Un orage vient de passer, l’air est encore humide dans la petite salle de classe aux murs rouges. Deux jeunes femmes d’origine africaine s’activent autour d’un poupon blanc en plastique. L’une porte un voile, l’autre de longs cheveux assemblés en queue de cheval. Sous leurs tuniques pointe un ventre rebondi.
Accès aux soins non garanti
Plusieurs études mandatées par la Confédération ont démontré que les mères migrantes avaient plus de risques de complications durant la grossesse, la naissance et le post-partum que les mères suisses. Une mauvaise maîtrise de la langue engendre une difficulté d’accès aux soins prénataux et aux mesures de prévention. C’est pourquoi le Secrétariat d’État aux migrations a lancé dans toute la Suisse un appel à projet de cours de langue portant sur la grossesse, la naissance et la petite enfance. Après deux ateliers pilotes organisés dans les cantons de Vaud et Genève, l’association RECIF (Rencontres Echanges Centre Interculturel Femmes) a tenté l’aventure dans le canton de Neuchâtel. Elle dispense à une dizaine de futures mères trois heures de cours de français par semaine à Neuchâtel et à La Chaux-de-Fonds.
«La première difficulté pour les femmes migrantes enceintes, c’est de pouvoir s’exprimer sur leur état; nous avons donc appris les termes liés aux symptômes : la nausée, les vomissements. Ça paraît naturel, mais elles ont dû tout apprendre», explique Patricia Cardoso, responsable du projet. «Cet atelier a avant tout une visée préventive. Nous leur apportons des informations pour les accompagner dans leur grossesse, afin qu’elles soient plus rassurées», complète Silvia Olazabal, la sage-femme bénévole qui co-anime l’atelier. Les apprenties mamans ont mémorisé un nouveau vocabulaire et visité la maternité, le planning familial et la Croix-Rouge, afin de se familiariser avec l’hôpital, les méthodes de contraception et les services de puériculture. Selon l’Office fédéral de la statistique, les interruptions de grossesse sont deux fois plus fréquentes chez les femmes étrangères que chez les Suissesses, avec de grandes variations selon leur origine. Les accouchements prématurés sont les plus fréquents chez les femmes d’Afrique subsaharienne, de Turquie et du Sri Lanka, ce qui explique le poids souvent plus faible de leur nourrisson à la naissance.
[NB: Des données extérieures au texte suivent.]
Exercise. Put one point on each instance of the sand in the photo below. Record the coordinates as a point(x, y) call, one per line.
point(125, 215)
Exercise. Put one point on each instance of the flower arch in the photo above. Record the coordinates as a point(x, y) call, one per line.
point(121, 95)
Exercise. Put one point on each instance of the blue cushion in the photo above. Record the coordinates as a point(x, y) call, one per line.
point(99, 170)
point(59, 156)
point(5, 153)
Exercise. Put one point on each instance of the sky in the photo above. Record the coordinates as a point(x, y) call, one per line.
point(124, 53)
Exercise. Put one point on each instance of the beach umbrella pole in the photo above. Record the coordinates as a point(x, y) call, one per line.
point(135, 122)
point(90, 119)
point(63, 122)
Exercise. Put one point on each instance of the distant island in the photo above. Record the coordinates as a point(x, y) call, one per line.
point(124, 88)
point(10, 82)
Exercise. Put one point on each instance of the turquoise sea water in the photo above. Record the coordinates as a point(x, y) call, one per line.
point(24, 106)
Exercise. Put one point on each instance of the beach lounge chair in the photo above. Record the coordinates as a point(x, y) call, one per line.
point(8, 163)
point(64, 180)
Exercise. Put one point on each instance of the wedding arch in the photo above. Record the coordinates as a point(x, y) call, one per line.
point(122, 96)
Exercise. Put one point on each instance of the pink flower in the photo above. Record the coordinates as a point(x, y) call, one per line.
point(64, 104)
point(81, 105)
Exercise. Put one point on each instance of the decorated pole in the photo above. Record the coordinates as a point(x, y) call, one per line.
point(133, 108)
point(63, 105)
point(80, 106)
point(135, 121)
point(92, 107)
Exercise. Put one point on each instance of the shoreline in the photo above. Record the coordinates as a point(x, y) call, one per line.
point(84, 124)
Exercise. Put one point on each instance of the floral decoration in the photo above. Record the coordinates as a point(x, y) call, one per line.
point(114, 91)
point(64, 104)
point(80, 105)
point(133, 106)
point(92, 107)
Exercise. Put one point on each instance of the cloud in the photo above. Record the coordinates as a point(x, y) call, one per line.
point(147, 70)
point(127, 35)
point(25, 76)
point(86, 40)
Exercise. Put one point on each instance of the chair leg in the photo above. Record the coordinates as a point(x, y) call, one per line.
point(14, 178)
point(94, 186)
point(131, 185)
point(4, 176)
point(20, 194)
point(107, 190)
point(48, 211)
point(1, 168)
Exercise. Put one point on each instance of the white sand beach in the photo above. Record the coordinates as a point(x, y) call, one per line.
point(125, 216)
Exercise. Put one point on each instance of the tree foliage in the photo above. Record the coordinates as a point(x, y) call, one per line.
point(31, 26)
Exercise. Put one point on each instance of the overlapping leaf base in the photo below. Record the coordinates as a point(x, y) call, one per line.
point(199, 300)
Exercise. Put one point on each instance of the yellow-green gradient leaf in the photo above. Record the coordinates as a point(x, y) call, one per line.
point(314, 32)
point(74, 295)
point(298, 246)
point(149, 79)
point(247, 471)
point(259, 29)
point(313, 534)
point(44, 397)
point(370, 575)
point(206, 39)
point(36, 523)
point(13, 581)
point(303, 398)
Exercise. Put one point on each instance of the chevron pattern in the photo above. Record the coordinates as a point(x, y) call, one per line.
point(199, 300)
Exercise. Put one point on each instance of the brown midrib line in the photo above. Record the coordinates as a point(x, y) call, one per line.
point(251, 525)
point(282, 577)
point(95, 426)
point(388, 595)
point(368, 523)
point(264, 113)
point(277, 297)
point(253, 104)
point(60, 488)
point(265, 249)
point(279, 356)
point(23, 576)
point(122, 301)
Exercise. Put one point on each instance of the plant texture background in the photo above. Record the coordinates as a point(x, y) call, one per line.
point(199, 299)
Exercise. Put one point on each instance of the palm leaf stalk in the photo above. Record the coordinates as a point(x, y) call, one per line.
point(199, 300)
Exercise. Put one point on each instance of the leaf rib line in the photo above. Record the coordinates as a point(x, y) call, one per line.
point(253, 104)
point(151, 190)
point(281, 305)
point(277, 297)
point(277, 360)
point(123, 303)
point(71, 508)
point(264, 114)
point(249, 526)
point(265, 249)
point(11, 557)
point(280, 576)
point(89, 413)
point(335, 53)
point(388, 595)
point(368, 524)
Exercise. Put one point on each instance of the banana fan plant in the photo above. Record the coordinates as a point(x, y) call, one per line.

«La première difficulté pour les femmes migrantes enceintes, c’est de pouvoir s’exprimer sur leur état; nous avons donc appris les termes liés aux symptômes : la nausée, les vomissements.» - Patricia Cardoso
Des outils pour communiquer
Aujourd’hui, plusieurs participantes manquent à l’appel. Deux femmes syriennes ont dû déménager dans un autre canton. D’autres femmes ont abandonné le cours en raison de l’avancée de leur grossesse. Au programme du jour : les petits soins du bébé. La sage-femme montre comment nettoyer le cordon ombilical, le nez, les yeux et les oreilles de leur futur nourrisson. Elles en profitent pour réviser leur conjugaison : «Je désinfecte, tu désinfectes…» Puis c’est au tour d’Iffrah, la Somalienne et Genet l’Érythréenne de procéder à l’exercice. Les gestes sont appliqués, mais leur français hésitant. Les formatrices les encouragent : «C’est bien. Bravo, c’est comme ça.»
«Je vois vraiment que cet atelier a son utilité, je les vois plus sereines», confie la responsable. «Elles sont en Suisse depuis peu, mais elles semblent avoir confiance en l’avenir.» L’atelier devrait être reconduit en 2017 si la situation financière de RECIF le permet. Genet et Iffrah sont en Suisse depuis dix mois. Si la fatigue a creusé des cernes sous leurs yeux, leur regard est posé. Elles caressent avec fierté leur ventre proéminent. Le terme est prévu dans quelques semaines.